What they are talking about is the new bomber-counting rule. Under the agreement each strategic bomber is counted as possessing one nuclear weapon. But in reality each bomber could possess multiple nuclear weapons — the B-52 can carry more than 20 nuclear bombs. Since the treaty limits the number of “delivery vehicles” — the things that get nukes to their targets (ICBM missile silos, submarine launched missiles, and bombers) — both sides could conceivably abandon all their missiles in favor of bombers and therefore blow the doors on the nuclear limits in the treaty, while still adhering to rules of the treaty. See — it’s a sham!
This interpretation neglects a few key points: namely reality.
First, this treaty only covers deployed nuclear weapons. This means it only covers nukes that are loaded up and ready to go at a moments notice. However, this creates a counting problem because bombers, like the B-52, no longer carry deployed nuclear weapons. They can be loaded up with nukes, but they aren’t sitting there or flying around with them. So really if you were only going to count deployed nuclear weapons, you would count bombers as possessing zero nuclear weapons.
Second, the Obama administration is adopting the approach of the Bush administration, who in the 2002 SORT treaty, first started counting deployed warheads.
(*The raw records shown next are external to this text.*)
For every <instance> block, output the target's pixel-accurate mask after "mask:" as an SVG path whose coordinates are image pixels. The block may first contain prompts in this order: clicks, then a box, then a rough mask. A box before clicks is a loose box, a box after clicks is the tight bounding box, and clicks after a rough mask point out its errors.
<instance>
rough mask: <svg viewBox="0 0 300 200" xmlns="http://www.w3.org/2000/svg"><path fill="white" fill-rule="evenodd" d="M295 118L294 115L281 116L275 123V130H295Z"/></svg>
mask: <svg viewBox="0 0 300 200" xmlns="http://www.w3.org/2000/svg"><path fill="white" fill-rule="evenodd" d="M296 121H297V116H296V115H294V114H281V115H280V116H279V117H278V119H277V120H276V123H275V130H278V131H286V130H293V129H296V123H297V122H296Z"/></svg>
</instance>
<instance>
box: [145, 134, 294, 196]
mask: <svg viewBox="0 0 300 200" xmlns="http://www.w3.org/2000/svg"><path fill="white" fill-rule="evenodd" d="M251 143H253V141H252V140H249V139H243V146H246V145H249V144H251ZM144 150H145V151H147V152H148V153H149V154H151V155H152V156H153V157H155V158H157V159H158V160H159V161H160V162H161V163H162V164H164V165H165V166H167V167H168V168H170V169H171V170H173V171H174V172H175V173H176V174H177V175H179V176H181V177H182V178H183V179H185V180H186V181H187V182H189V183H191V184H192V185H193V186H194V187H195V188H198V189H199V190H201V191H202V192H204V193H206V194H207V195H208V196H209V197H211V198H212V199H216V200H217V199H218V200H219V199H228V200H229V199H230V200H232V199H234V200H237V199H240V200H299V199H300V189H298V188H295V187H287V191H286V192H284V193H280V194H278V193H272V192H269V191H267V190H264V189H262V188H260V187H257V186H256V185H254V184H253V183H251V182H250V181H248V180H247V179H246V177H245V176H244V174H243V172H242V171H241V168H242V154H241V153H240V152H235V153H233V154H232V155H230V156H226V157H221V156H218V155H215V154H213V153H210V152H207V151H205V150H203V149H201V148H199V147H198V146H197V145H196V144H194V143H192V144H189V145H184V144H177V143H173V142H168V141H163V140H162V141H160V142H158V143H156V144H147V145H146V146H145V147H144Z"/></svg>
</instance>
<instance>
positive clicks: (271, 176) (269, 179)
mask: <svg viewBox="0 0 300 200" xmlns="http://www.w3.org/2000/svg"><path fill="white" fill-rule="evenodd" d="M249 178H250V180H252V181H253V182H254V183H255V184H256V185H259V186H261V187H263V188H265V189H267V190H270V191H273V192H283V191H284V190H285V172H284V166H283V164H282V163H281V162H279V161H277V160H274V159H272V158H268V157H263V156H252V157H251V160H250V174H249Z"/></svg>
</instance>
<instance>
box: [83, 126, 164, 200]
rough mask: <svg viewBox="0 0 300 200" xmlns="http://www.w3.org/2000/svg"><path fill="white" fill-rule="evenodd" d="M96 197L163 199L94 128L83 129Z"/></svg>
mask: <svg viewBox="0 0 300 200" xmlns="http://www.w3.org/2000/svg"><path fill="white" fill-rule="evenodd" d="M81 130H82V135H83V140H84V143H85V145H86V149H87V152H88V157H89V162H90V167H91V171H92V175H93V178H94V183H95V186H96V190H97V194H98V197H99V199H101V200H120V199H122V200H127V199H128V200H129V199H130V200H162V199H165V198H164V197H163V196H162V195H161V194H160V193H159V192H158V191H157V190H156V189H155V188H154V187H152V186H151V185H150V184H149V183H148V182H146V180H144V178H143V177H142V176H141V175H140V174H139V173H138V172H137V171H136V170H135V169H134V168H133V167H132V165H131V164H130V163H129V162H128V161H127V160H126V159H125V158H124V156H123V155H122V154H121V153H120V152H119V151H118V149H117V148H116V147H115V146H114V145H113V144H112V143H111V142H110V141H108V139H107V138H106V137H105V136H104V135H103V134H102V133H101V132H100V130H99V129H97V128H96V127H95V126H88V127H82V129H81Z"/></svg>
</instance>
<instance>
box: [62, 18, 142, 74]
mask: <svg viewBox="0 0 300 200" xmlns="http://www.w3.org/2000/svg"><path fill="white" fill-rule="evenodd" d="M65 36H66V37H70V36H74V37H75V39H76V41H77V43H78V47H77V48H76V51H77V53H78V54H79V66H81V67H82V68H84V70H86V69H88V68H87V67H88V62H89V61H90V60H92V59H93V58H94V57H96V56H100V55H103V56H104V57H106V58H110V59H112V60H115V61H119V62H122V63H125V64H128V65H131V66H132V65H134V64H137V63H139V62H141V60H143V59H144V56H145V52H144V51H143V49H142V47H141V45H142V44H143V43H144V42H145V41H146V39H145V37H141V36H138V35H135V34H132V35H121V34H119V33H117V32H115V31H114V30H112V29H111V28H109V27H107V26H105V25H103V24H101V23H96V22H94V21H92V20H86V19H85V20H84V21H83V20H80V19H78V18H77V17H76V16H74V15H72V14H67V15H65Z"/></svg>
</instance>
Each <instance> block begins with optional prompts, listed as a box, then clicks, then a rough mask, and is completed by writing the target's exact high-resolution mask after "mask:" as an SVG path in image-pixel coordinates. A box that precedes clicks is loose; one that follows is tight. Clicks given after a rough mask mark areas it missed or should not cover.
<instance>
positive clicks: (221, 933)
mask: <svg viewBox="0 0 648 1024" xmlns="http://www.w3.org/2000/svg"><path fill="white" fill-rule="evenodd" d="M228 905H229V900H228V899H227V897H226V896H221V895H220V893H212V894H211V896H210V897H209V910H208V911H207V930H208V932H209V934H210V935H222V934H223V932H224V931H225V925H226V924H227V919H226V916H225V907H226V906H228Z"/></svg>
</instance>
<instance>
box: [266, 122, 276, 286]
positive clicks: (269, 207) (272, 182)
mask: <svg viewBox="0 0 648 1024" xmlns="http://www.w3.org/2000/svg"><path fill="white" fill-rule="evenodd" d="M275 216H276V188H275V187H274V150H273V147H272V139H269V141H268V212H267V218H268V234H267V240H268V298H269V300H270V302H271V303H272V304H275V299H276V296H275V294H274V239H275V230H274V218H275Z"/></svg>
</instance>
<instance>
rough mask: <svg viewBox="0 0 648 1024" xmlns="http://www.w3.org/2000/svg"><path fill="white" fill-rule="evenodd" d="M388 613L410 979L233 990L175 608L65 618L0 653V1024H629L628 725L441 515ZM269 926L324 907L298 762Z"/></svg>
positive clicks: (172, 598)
But in the Bush administration’s hurry to write their three page treaty, they never defined what they meant by deployed — allowing both sides to come up with their own definitions. So the Obama administration in this treaty actually takes the step to define what “deployed” means — hence bombers being arbitrarily allocated one nuclear weapon. In short, this was no big deal for conservatives 8 years ago, but suddenly it’s evidence that this treaty does not mark an Obama accomplishment.
Third, bombers, since they take time to reach their targets and could be shot down, are much less destabilizing and therefore should be slightly favored over ICBMs and SLBMs. Importantly, this treaty reduces the limits on delivery vehicles, which forces the US and Russia to decide where to put their weapons — bombers, ICBMs, and SLBMs. If Russia wants to build a whole bunch of bombers and take out of commission their much more destabilizing missiles, which can be launched at a moments notice, that is fine by me. In reality, by forcing choices, this treaty will likely lead to a further reduction in the reliance on bombers. The Air Force Times, notes that in this treaty “bombers are likely to be the losers,” because as Tom Collina, of the Arms Control Association says:
The bomber leg of the triad is not what you think about when you think about survivability and quick response …The treaty is forcing us to decide where to put our warheads…We could be moving to 20 or fewer bombers.
This is not some shock to the Air Force. A few months back the Institute for Air Power Studies, which is closely aligned with the Air Force, advocated cutting bombers from the nuclear triad. Unfortunately, the Obama administration does not seem willing to do that, as Secretary Gates is planning on unnecessarily developing in a new bomber, meaning that the new START treaty won’t impact the nuclear triad. That will disappoint arms-control advocates. Indeed, it would be great if this treaty went much further and cut nuclear weapons much more extensively.
But that isn’t what this treaty was primarily about. It was about maintaining nuclear stability, updating and extending Reagan’s START I verification system, placing important limits on nuclear weapons, and restores the US-Russian relationship on nuclear issues thereby laying the groundwork for a future more far-reaching agreement that cuts weapons further.